HellsGate Haunted House

3101 Canal Street
Lockport, IL 60441

605-301-4283

Hell's Gate Cemetery 1892-1939
In 1892 "Lost Souls Cemetery" was founded by Capt. John Flagg Moorstone, an immigrant from Europe who lost his wife and children on the sea voyage to America. Under an agreement with the state of Illinois, the Captain was to give a proper burial and final resting place to the unwanted persons the state had legal custody or possession of, upon their death. This new state cemetery was to replace the several smaller cemeteries at state run institutions, such as prisons, sanitariums, shelters for abused women, homes for the physically deformed, and orphanages. The Captain received a salary, a fifty acre piece of land, and a private home on the cemetery grounds as payment for his services.

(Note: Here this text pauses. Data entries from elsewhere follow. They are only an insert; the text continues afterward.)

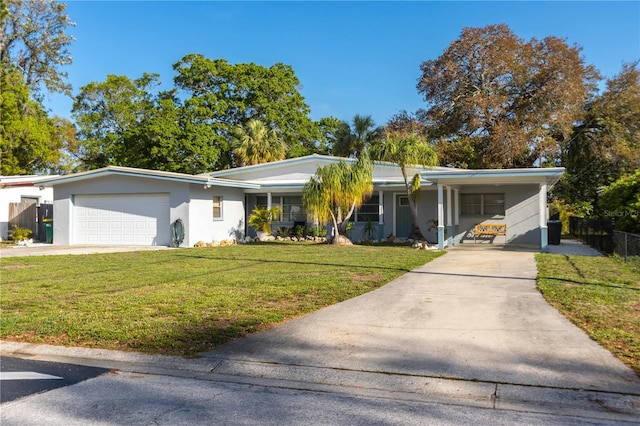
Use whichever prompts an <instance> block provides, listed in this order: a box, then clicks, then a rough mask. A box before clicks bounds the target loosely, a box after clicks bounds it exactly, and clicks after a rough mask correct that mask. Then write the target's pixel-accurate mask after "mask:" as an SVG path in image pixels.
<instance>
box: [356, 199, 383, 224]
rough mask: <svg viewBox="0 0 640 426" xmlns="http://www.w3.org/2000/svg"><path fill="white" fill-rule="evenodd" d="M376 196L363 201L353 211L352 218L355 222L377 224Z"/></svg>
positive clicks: (376, 202)
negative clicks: (353, 217) (376, 223)
mask: <svg viewBox="0 0 640 426" xmlns="http://www.w3.org/2000/svg"><path fill="white" fill-rule="evenodd" d="M378 199H379V197H378V194H376V195H372V196H371V197H369V198H367V199H366V200H364V203H362V204H360V207H358V208H357V209H356V211H355V214H354V217H355V221H356V222H368V221H371V222H378V219H379V218H378Z"/></svg>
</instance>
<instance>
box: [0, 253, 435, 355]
mask: <svg viewBox="0 0 640 426" xmlns="http://www.w3.org/2000/svg"><path fill="white" fill-rule="evenodd" d="M440 254H441V253H436V252H425V251H422V250H420V251H418V250H413V249H411V248H410V247H406V246H395V247H393V246H392V247H389V246H386V247H378V246H352V247H334V246H332V245H326V244H286V243H278V244H251V245H241V246H231V247H219V248H199V249H196V248H193V249H180V250H168V251H142V252H131V253H111V254H96V255H83V256H41V257H18V258H4V259H0V267H1V274H2V276H1V282H0V309H1V313H2V316H1V321H0V338H2V339H5V340H14V341H22V342H32V343H46V344H54V345H71V346H81V347H95V348H106V349H118V350H135V351H140V352H147V353H157V354H170V355H181V356H194V355H196V354H197V353H199V352H203V351H207V350H211V349H213V348H215V347H216V346H218V345H221V344H224V343H226V342H228V341H230V340H233V339H236V338H239V337H242V336H245V335H247V334H249V333H253V332H256V331H260V330H263V329H267V328H270V327H273V326H275V325H277V324H279V323H282V322H283V321H287V320H289V319H292V318H295V317H297V316H300V315H303V314H306V313H309V312H312V311H315V310H318V309H320V308H322V307H325V306H328V305H332V304H335V303H337V302H340V301H343V300H346V299H349V298H352V297H355V296H358V295H360V294H363V293H366V292H369V291H371V290H374V289H376V288H378V287H380V286H382V285H384V284H385V283H388V282H389V281H391V280H393V279H394V278H396V277H398V276H400V275H402V274H404V273H405V272H407V271H409V270H411V269H413V268H415V267H417V266H419V265H422V264H424V263H426V262H428V261H429V260H431V259H433V258H435V257H437V256H439V255H440Z"/></svg>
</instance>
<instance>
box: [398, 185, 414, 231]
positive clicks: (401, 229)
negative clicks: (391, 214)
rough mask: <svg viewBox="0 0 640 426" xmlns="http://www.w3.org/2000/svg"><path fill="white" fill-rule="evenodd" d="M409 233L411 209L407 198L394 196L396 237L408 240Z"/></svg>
mask: <svg viewBox="0 0 640 426" xmlns="http://www.w3.org/2000/svg"><path fill="white" fill-rule="evenodd" d="M410 233H411V207H410V206H409V197H408V196H406V195H402V194H396V237H397V238H408V237H409V234H410Z"/></svg>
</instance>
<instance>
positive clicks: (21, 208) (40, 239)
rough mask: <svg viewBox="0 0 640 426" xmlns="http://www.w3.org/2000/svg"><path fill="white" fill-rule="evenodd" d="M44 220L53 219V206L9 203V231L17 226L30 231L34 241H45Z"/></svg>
mask: <svg viewBox="0 0 640 426" xmlns="http://www.w3.org/2000/svg"><path fill="white" fill-rule="evenodd" d="M44 219H53V204H40V205H39V206H38V205H36V204H34V203H9V231H11V230H12V229H13V226H14V225H16V226H19V227H20V228H26V229H30V230H31V232H33V236H32V238H33V239H34V240H40V241H44V240H45V239H46V233H45V229H44V222H43V221H44Z"/></svg>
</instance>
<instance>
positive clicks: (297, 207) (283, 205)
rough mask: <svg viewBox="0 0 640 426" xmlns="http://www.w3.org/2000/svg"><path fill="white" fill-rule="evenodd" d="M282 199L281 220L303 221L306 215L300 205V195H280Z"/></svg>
mask: <svg viewBox="0 0 640 426" xmlns="http://www.w3.org/2000/svg"><path fill="white" fill-rule="evenodd" d="M281 201H282V219H281V220H282V221H283V222H304V221H306V220H307V215H306V214H305V212H304V207H303V206H302V197H281Z"/></svg>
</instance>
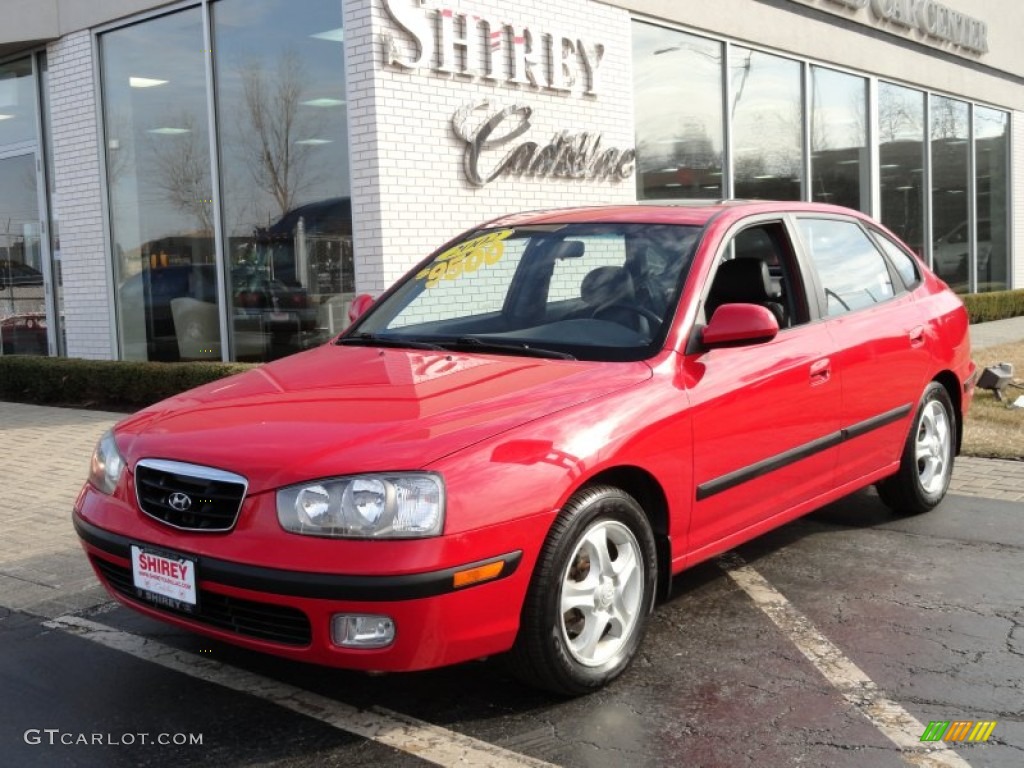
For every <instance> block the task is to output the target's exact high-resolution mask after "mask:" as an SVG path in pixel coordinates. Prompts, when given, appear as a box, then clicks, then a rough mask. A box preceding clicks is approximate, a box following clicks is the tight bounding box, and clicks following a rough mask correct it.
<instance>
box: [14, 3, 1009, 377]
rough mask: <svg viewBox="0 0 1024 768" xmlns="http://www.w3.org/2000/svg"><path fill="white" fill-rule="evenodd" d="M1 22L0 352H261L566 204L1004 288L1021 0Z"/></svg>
mask: <svg viewBox="0 0 1024 768" xmlns="http://www.w3.org/2000/svg"><path fill="white" fill-rule="evenodd" d="M3 4H4V10H5V13H4V16H5V20H4V24H3V26H2V27H0V340H2V341H3V353H25V352H29V353H38V354H51V355H68V356H75V357H90V358H113V359H154V360H176V359H225V360H228V359H243V360H265V359H270V358H273V357H278V356H281V355H284V354H288V353H291V352H294V351H297V350H299V349H302V348H306V347H308V346H311V345H313V344H317V343H319V342H322V341H323V340H324V339H326V338H329V336H330V335H331V334H333V333H337V332H338V331H340V330H341V329H342V328H344V326H345V324H346V322H347V321H346V317H347V311H346V310H347V307H348V305H349V303H350V302H351V299H352V297H353V296H354V295H355V294H356V293H365V292H366V293H374V294H376V293H379V292H381V291H383V290H384V289H385V288H387V287H388V286H389V285H390V284H391V283H392V282H393V281H394V280H395V279H397V278H398V276H399V275H400V274H402V273H403V272H404V271H406V270H407V269H409V268H410V267H411V266H412V265H413V264H415V263H416V262H417V261H418V260H419V259H421V258H422V257H423V256H425V255H427V254H428V253H429V252H430V251H432V250H433V249H434V248H436V247H437V246H439V245H440V244H442V243H443V242H444V241H446V240H447V239H450V238H452V237H453V236H455V234H457V233H458V232H460V231H461V230H463V229H465V228H468V227H470V226H472V225H474V224H477V223H479V222H481V221H484V220H486V219H489V218H493V217H495V216H497V215H499V214H503V213H508V212H512V211H516V210H524V209H538V208H548V207H556V206H567V205H592V204H605V203H617V204H630V203H634V202H638V201H640V202H642V201H667V202H676V201H681V200H692V199H707V200H718V199H723V198H753V199H781V200H809V201H815V202H827V203H834V204H838V205H843V206H848V207H851V208H856V209H859V210H861V211H864V212H866V213H869V214H871V215H872V216H874V217H877V218H878V219H879V220H881V221H882V222H883V223H884V224H886V225H887V226H889V227H890V228H891V229H893V230H894V231H895V232H896V233H897V234H899V236H900V237H901V238H902V239H903V240H904V241H905V242H906V243H907V244H908V245H909V246H910V247H911V248H913V249H914V250H915V251H916V252H918V253H920V254H921V255H922V256H923V257H924V258H925V259H926V260H927V261H928V262H929V263H931V264H932V265H933V268H935V270H936V271H937V272H938V273H939V274H940V275H941V276H942V278H943V279H944V280H945V281H946V282H947V283H949V284H950V285H951V286H952V287H953V288H954V289H955V290H956V291H958V292H961V293H969V292H987V291H997V290H1005V289H1008V288H1018V289H1019V288H1024V209H1022V208H1021V204H1022V203H1024V46H1022V45H1021V44H1020V41H1019V40H1018V39H1017V38H1018V33H1019V31H1020V30H1022V29H1024V4H1022V3H1020V2H1019V0H942V1H941V2H939V1H937V0H716V2H678V0H602V1H598V0H543V1H542V0H506V1H505V2H498V0H191V1H185V2H174V3H166V2H154V0H90V1H89V2H83V1H82V0H4V3H3Z"/></svg>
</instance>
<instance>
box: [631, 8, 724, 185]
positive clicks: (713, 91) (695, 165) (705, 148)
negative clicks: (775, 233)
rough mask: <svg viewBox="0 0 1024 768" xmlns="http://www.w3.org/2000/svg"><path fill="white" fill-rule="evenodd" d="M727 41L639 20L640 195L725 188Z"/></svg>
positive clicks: (637, 128)
mask: <svg viewBox="0 0 1024 768" xmlns="http://www.w3.org/2000/svg"><path fill="white" fill-rule="evenodd" d="M722 47H723V46H722V43H719V42H714V41H711V40H705V39H703V38H698V37H695V36H693V35H686V34H684V33H680V32H676V31H673V30H665V29H660V28H657V27H653V26H651V25H645V24H640V23H638V24H635V25H634V60H635V62H636V69H635V72H634V90H635V93H636V104H637V121H636V126H637V196H638V197H639V198H640V199H652V198H718V197H721V196H722V194H723V186H722V171H723V168H722V161H723V152H722V141H723V135H724V126H723V114H722Z"/></svg>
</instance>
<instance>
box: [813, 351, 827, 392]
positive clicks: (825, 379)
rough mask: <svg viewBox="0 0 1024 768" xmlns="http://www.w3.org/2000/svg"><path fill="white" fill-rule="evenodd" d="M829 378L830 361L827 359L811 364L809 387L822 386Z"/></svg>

Although the original name for the state cemetery was "Lost Souls", appropriately named for its inhabitants (who were forsaken or abandoned by their families) Governor John Altgeld nicknamed it "Hell's Gate". It was the Governor's belief that "anyone buried in that graveyard could not be a good Christian, so if they're all doomed to an eternity in Hell, then this is the front gate." The Captain did not share the Governor's judgement of these people. In fact, he displayed an exuberant reverence for each of his inhabitants, often decorating each grave with personal effects that arrived with the body, and writing personalized epitaphs to each person. Some have said that this respect for the dead was borderline infatuation, and unhealthy.

Instead of remarrying and starting a new family, the Captain filled his life with the lives of the dead, creating large tombs designed to replicate the deads' past lives, preserving their bodies, and posing them as if they hadn't died. It was noted in his personal diary, "as macabre the appearance may be, I simply want to provide a home and a peaceful resting place for my new family." Indeed, they were his new family. In 1920, the Captain was able to convince the governor to award him custody of the dead's children. Thirty eight children in all were removed from the orphanages and forced to live out their childhood on the cemetery grounds. Home-schooled by the Captain, these children lived an isolated life of forced mourning. It was the Captains wish that they dressed in mourning blacks until they became adults.